Côté PQ, ce n’est pas la défense du fait français qui pose problème : c’est le flou artistique de la nouvelle position idéologique. Poser des gestes de souveraineté en se gardant un petit lousse des fois que les québécois soient prêts un jour à un référendum, ça entretient la confusion, notamment chez l’immigrant. Au mieux, le discours souverainiste peut lui paraître incohérent ou opportuniste ; au pire, il peut lui apparaître désuet : si même le PQ met le référendum sur la glace, quelle différence finalement entre lui et les partis fédéralistes ?

Alors ici, on joue à fond la carte du c?ur : les convictions, la croyance, bref, la souveraineté doit être un acte de foi. C’est l’imaginaire qui doit s’activer pour rêver au Grand Soir. Pari audacieux avec l’immigrant car il s’agit pour lui de se projeter et de s’investir dans un projet collectif à l’horizon indéfini alors que sa préoccupation principale, le plus souvent, est de tenter de réussir son projet individuel – ou familial – le plus rapidement possible.

Surtout que le Québec d’aujourd’hui est une société développée, démocratique offrant de solides possibilités de vivre et de travailler en français. Bref, le projet souverainiste semble avoir perdu toute utilité, donc. Raisonnement incohérent : c’est justement parce qu’il y a eu un mouvement souverainiste que l’on peut encore aujourd’hui vivre et travailler en français au Québec.

Tout cela est révélateur d’une confusion généralisée. Politiquement d’abord, chaque parti tente tant bien que mal de s’adapter à la dynamique de gouvernement minoritaire. Le PLQ ressort les bonnes vieilles recettes (sortir les grands projets économiques pour faire oublier le gênant dossier linguistique) ; l’ADQ vit sa crise de croissance et son chef doit apprendre quelque chose d’inhabituel pour lui (déléguer) ; le PQ tente de louvoyer avec son article 1. Chacun tente de gagner du temps car dans la tourmente de la transition, l’heure à la consolidation du peu qu’on peut encore sauver.

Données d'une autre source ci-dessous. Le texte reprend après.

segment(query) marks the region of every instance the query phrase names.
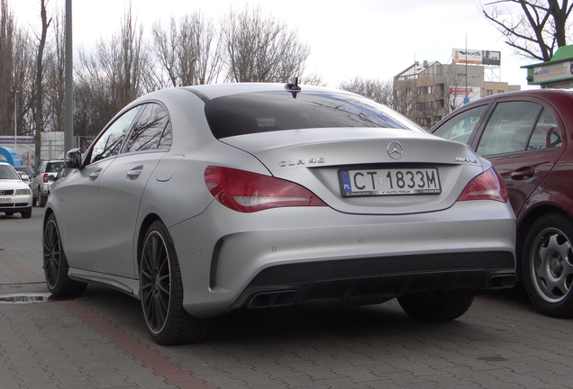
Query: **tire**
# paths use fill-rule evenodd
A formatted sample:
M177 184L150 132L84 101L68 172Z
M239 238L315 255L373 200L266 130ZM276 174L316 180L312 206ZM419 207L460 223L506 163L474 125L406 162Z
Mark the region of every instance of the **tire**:
M42 194L40 194L40 206L42 208L45 207L46 203L48 203L48 196L45 196Z
M183 308L181 272L167 228L154 222L140 258L140 297L148 330L161 345L195 343L206 335L206 321Z
M558 213L539 218L523 243L523 278L533 305L543 314L573 317L573 226Z
M473 294L467 291L423 292L398 297L402 309L419 321L457 319L469 309L473 301Z
M43 267L46 285L56 297L77 296L86 291L87 284L75 281L68 276L68 261L61 247L59 229L51 214L44 226L42 240Z

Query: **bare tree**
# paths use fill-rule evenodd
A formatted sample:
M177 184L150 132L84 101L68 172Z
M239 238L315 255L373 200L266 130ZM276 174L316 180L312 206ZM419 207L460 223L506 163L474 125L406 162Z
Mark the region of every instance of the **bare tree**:
M357 77L350 81L343 81L338 87L349 92L361 95L385 105L392 105L394 84L392 81L364 79Z
M100 40L95 51L79 50L74 87L74 129L79 136L97 134L117 112L146 92L143 30L131 7L119 35Z
M567 45L572 7L568 0L496 0L482 13L518 54L548 61Z
M34 166L40 167L41 153L41 132L43 131L43 55L46 46L46 39L48 35L48 27L51 23L51 19L48 20L46 12L46 4L44 0L41 0L40 16L41 17L41 35L38 45L38 54L36 56L36 83L35 83L35 112L34 121L36 124L36 149L34 156Z
M168 30L153 25L152 50L172 86L216 82L223 71L223 50L219 32L201 13L171 18Z
M310 54L297 32L259 6L232 9L223 22L228 77L233 82L287 82L300 76Z

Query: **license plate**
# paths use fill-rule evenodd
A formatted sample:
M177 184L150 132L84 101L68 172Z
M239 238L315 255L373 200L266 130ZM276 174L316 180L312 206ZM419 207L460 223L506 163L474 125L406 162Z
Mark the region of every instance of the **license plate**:
M340 178L345 197L441 193L438 169L432 167L341 170Z

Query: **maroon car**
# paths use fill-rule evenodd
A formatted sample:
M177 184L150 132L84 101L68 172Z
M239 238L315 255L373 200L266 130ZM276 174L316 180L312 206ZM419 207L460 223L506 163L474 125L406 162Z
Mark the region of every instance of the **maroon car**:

Sociologiquement ensuite, j’ai l’impression qu’on vit un essoufflement de la Révolution Tranquille. Ça fait bientôt cinquante ans qu’on vit sur ses acquis, comme si on essayait de faire durer le plus longtemps possible les derniers bouts qui reste de ce qui est convenu de plus en plus d’appeler un Âge d’Or.

Quand je regarde les politiciens actuels, je me rappelle avec émotion la grandeur et le charisme des Trudeau et Lévesque (pour ne citer qu’eux). Moi aussi, ça me stimule. Mais jusqu’à un certain point : parce que égoïstement, comme néo-québécois, je n’ai pas connu ces époques-là. C’est un passé que je ne peux vivre que par procuration, que je ne pourrai jamais m’approprier. Bref, je suis content qu’on vive cette espèce de transition où on ne semble pas trop savoir où on s’en va. Parce qu’on va finir par être obligés de se trouver de nouveaux leaders, bien à nous – au lieu de tenter de faire du réchauffé qui nous garde dans le passé (cf. Justin Trudeau).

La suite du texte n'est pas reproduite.